Google on Tuesday said it will cooperate with the European Commission's investigation into how it uses its search engine platform to promote its own services.

EU regulators are examining Google's practices for potential antitrust violations, following allegations that Google leverages its position as the dominant search engine to put other Google services in front of users.

"Today, the European Commission has announced that they will continue to review complaints about Google's search and search advertising," wrote Google's Susan Wojcicki, senior vice president, project management and Udi Manber, vice president, engineering, on Google's Public Policy Blog and European Public Policy Blog. "We respect their process and will continue to work closely with the Commission to answer their questions."

The EU's investigation follows complaints received by the Commission earlier this year from search engine and price compare service companies based in France, the United Kingdom and Germany.
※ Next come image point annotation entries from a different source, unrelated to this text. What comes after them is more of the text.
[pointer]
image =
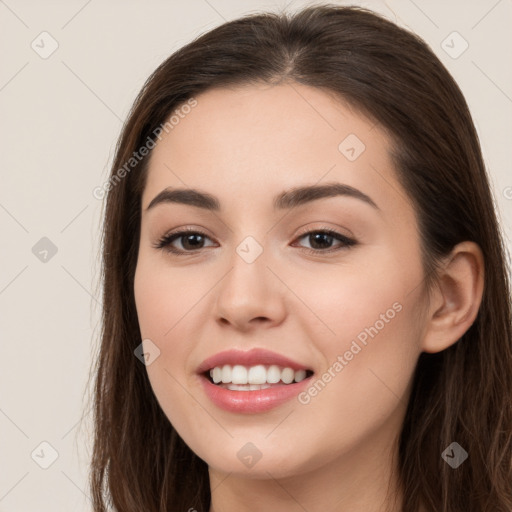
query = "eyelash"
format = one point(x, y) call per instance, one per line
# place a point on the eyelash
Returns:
point(165, 242)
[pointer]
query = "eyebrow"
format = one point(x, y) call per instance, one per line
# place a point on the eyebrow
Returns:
point(288, 199)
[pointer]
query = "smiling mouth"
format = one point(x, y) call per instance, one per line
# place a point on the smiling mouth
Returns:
point(254, 378)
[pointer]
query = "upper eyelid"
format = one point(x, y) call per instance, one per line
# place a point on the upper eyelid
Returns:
point(176, 235)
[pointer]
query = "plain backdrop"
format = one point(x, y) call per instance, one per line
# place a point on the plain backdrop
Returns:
point(61, 114)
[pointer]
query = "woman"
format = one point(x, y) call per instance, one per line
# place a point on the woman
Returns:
point(306, 305)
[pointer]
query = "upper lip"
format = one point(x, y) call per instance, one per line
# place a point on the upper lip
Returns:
point(251, 357)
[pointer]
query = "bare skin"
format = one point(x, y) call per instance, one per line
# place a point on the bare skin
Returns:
point(245, 146)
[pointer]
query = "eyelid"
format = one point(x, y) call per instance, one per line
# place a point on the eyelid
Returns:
point(165, 242)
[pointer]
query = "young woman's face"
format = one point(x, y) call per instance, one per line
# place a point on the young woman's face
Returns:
point(259, 274)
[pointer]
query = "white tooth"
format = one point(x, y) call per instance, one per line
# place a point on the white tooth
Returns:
point(273, 374)
point(257, 375)
point(239, 374)
point(216, 374)
point(226, 374)
point(287, 375)
point(300, 375)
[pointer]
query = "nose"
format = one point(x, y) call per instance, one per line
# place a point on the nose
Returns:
point(250, 295)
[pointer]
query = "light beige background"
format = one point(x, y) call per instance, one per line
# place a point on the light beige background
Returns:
point(60, 119)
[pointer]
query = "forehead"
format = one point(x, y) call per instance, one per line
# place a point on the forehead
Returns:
point(246, 141)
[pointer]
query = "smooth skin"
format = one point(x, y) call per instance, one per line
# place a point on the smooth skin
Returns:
point(245, 145)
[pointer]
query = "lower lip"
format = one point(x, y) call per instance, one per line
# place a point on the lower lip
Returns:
point(251, 401)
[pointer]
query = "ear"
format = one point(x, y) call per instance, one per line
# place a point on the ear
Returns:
point(456, 298)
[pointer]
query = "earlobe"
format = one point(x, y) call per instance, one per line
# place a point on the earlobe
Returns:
point(456, 299)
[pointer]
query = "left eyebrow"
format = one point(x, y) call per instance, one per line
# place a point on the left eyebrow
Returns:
point(285, 200)
point(300, 195)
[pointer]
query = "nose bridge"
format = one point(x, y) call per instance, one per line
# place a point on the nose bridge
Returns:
point(249, 290)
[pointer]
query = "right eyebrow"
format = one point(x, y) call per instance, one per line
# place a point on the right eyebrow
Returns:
point(285, 200)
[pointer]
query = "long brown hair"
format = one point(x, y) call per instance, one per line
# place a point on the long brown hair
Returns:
point(462, 394)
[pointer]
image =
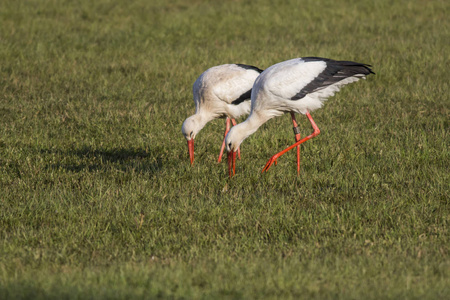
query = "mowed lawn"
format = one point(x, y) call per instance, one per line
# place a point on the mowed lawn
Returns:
point(97, 196)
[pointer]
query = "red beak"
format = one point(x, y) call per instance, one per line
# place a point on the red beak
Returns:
point(191, 150)
point(231, 163)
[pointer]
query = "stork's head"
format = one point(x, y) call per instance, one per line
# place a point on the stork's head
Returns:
point(191, 126)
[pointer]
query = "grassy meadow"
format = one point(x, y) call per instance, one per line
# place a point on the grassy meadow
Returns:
point(97, 196)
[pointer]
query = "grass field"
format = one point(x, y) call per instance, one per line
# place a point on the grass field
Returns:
point(97, 197)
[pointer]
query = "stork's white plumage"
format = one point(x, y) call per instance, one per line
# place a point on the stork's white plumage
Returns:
point(299, 85)
point(220, 92)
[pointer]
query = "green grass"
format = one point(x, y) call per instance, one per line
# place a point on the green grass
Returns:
point(97, 197)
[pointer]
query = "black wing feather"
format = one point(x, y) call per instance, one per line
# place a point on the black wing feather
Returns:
point(334, 72)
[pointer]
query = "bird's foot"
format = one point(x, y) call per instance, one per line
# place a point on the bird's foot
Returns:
point(270, 162)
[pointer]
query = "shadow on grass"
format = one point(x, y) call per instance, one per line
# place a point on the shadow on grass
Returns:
point(91, 160)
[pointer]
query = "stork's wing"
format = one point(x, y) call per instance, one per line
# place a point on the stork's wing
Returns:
point(296, 78)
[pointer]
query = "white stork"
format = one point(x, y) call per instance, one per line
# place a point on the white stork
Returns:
point(298, 85)
point(220, 92)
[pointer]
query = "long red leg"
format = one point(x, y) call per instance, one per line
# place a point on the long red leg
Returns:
point(297, 138)
point(239, 149)
point(227, 128)
point(274, 158)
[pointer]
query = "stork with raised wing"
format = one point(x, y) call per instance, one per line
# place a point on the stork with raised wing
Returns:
point(299, 85)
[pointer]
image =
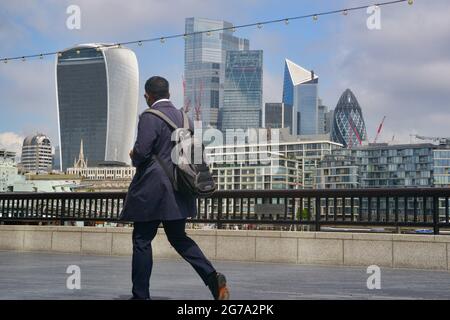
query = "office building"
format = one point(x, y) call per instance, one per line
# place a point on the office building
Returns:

The companies allege that Google gives its own services preferential placement and marginalizes their ability to appear favorably in search rankings.

In the blog post, Google's Wojcicki and Manber don't directly respond to the allegations, but instead list the guiding principles for Google's search business, including answering user queries as quickly and accurately as possible, being clear when Google has paid for promoting products or services, and being as "transparent as possible." User satisfaction, Wojcicki and Manber wrote, is priority one.

"It may seem obvious, but people sometimes forget this -- not every website can come out on top, or even appear on the first page of our results, so there will almost always be website owners who are unhappy about their rankings," wrote the executives. "The most important thing is that we satisfy our users."

The only constant, Wojcicki and Manber added, is change.

"We cannot predict where search and online advertising will be headed, but we know sure sure that they won't stay the same," read the blog post. "By staying focused on innovation we can continue to make search even better -- for the benefit of users everywhere."